Marketing Main Street for the holidays
Snow squalls are in the forecast for Collingswood’s business district through Christmas Eve, creating a winter wonderland for shoppers and diners.
“It’s very Bedford Falls,” borough spokeswoman Cassandra Duffey said.
Facing tough competition from malls and chain stores, Main Streets from Collingswood to Doylestown are working hard this year to market themselves to shoppers on limited budgets. Merchants are working together on discounts, sponsoring giveaways, and revamping traditions. A free parking meter doesn’t cut it anymore.
Last holiday season, the Collingswood business improvement district diverted several thousand advertising dollars to rent snowmaking machines in the hope that impromptu flurries would generate excitement and foot traffic. The machines are at it again, pumping out flakes for store events and weekend caroling under the town’s quarter-million twinkling lights.
“It snows at different spots on Haddon Avenue.
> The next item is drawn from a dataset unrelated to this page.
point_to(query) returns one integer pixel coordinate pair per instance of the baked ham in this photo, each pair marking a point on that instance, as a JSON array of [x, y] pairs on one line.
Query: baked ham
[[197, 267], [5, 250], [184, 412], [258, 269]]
People love it,” Mayor Jim Maley said. “It certainly adds to what Collingswood is at the holidays: a hometown.”
“Everyone is looking to find out what’s going to work postcrash,” said Bill Fontana, executive director of Pennsylvania Downtown Center, a statewide nonprofit dedicated to the revitalization of older communities.
An event like West Chester’s Jingle Elf Run, he said, can acquaint consumers with a business district they didn’t know existed.